Graphical Information on Plagiarism Activates

Graphical Information on Plagiarism Activates Poon Yan Horn Jonathan

Table of Content • Background • Motivation • System structure • Pair-wise detection • Clustering • Demo • Q & A

Background • In spite of years of effort, plagiarism in student assignment submissions still causes considerable difficulties for course designers. • CAI (June 2005) – 40% of students admitted to engaging in plagiarism. • NUS FASS (AY 2008 – 2009) – 70 students were found guilty in committing plagiarism.

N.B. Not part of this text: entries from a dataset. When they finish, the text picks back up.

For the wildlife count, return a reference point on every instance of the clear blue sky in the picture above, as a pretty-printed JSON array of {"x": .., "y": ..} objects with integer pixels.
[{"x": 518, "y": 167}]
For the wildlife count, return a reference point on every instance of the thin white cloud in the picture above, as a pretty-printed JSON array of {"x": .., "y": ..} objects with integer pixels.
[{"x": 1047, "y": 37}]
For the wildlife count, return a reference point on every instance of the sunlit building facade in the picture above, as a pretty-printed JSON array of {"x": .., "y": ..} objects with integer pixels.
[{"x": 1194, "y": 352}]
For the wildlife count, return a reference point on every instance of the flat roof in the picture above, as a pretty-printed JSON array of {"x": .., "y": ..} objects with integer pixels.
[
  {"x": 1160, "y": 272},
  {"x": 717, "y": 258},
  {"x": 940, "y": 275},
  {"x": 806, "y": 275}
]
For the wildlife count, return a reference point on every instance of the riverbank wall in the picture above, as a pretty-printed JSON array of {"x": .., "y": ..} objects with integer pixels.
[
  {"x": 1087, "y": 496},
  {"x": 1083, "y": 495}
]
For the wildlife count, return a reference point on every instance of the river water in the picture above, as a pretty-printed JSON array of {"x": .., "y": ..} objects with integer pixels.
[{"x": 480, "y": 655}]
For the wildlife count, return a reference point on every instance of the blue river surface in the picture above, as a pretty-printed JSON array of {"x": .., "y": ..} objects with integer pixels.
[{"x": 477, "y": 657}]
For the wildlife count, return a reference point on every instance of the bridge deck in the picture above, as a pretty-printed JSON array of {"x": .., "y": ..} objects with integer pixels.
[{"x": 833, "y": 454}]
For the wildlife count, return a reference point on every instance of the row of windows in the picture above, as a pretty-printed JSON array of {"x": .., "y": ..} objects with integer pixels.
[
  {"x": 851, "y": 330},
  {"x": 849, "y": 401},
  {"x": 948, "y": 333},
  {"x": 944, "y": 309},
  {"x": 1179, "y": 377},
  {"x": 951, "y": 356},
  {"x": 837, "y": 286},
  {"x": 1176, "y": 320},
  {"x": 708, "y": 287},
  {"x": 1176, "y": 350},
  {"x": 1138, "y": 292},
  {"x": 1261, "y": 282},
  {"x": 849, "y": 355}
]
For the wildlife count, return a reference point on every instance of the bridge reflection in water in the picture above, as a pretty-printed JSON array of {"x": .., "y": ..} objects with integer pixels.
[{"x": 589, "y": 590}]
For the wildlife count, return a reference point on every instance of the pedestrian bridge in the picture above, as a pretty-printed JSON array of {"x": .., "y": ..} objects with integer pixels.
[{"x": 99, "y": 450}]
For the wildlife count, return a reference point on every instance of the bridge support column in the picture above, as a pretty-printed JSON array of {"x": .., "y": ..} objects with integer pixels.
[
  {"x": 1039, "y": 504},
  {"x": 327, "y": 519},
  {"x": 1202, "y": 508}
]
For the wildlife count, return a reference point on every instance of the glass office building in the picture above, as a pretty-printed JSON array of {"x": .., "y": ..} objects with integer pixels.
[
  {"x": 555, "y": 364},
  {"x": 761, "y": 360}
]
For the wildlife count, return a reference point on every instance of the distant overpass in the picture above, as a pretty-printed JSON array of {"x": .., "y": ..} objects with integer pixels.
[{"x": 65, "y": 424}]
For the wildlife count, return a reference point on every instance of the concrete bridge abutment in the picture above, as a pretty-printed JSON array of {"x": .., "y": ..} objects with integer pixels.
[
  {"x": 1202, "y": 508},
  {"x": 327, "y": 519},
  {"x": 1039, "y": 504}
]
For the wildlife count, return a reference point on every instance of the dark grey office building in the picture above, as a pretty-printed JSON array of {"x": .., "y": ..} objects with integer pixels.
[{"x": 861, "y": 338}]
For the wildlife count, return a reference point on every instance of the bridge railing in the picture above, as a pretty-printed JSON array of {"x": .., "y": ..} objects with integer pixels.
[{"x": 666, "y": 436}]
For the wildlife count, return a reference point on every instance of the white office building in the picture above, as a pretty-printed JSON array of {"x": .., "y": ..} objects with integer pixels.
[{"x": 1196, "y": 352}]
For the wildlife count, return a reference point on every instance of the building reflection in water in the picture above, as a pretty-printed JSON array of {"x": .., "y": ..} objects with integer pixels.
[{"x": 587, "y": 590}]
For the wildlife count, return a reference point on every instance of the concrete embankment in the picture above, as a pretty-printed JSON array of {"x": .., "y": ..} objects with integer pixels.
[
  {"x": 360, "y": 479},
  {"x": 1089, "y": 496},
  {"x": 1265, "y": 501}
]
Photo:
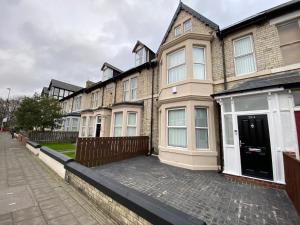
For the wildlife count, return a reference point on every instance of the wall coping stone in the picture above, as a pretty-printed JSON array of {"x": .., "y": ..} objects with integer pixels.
[
  {"x": 149, "y": 208},
  {"x": 33, "y": 144},
  {"x": 56, "y": 155}
]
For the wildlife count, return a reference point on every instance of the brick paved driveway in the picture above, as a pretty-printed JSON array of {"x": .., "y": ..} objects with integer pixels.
[
  {"x": 31, "y": 194},
  {"x": 206, "y": 195}
]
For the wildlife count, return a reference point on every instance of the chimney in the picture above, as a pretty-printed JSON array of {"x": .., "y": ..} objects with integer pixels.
[{"x": 88, "y": 83}]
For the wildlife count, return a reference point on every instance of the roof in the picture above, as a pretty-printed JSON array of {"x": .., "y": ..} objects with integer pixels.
[
  {"x": 121, "y": 75},
  {"x": 138, "y": 43},
  {"x": 262, "y": 16},
  {"x": 111, "y": 66},
  {"x": 191, "y": 11},
  {"x": 64, "y": 85},
  {"x": 45, "y": 90},
  {"x": 285, "y": 79}
]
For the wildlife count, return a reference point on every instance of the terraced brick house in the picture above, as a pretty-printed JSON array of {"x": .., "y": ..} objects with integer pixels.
[{"x": 210, "y": 98}]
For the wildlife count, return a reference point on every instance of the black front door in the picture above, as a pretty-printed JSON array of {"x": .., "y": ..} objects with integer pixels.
[
  {"x": 98, "y": 129},
  {"x": 255, "y": 146}
]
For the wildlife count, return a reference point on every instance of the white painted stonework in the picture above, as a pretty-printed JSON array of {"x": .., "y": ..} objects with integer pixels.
[
  {"x": 53, "y": 164},
  {"x": 282, "y": 129}
]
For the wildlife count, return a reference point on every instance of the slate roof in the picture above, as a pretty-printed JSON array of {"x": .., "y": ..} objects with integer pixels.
[
  {"x": 285, "y": 79},
  {"x": 186, "y": 8},
  {"x": 64, "y": 85},
  {"x": 138, "y": 43},
  {"x": 111, "y": 66},
  {"x": 45, "y": 90},
  {"x": 262, "y": 16}
]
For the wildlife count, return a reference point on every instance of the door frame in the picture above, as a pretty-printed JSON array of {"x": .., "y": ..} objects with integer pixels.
[
  {"x": 96, "y": 122},
  {"x": 237, "y": 138},
  {"x": 272, "y": 166}
]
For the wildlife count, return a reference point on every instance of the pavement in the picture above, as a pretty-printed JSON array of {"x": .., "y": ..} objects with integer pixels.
[
  {"x": 206, "y": 195},
  {"x": 32, "y": 194}
]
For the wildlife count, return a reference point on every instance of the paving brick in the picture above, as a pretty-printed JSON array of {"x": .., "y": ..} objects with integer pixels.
[{"x": 204, "y": 194}]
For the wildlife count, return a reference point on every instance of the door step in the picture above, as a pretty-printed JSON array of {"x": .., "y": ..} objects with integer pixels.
[{"x": 249, "y": 180}]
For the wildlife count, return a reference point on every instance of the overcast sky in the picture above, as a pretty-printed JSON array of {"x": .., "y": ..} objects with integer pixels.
[{"x": 70, "y": 40}]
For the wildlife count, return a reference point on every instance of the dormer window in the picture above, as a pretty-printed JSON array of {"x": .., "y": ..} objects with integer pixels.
[
  {"x": 107, "y": 74},
  {"x": 187, "y": 26},
  {"x": 140, "y": 57},
  {"x": 177, "y": 30}
]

Motivation • There are many detection systems can detect the similarities between submissions for an assignment. • The results, however, do not provide sufficient information on how program code is being exchanged among a group of students. • Most importantly, how does plagiarism works within a group of students throughout all assignments.

System Structure Pair-wise plagiarism detection engine Clustering engine (DBSCAN) HTML / Graph generator Database

Pair-wise Detection • Tokenize each submission. • Construct N-Gram representation for each submission • Determine the sub-sequence pairs of N-Grams between each submission. • Compute asymmetric similarities among each submission.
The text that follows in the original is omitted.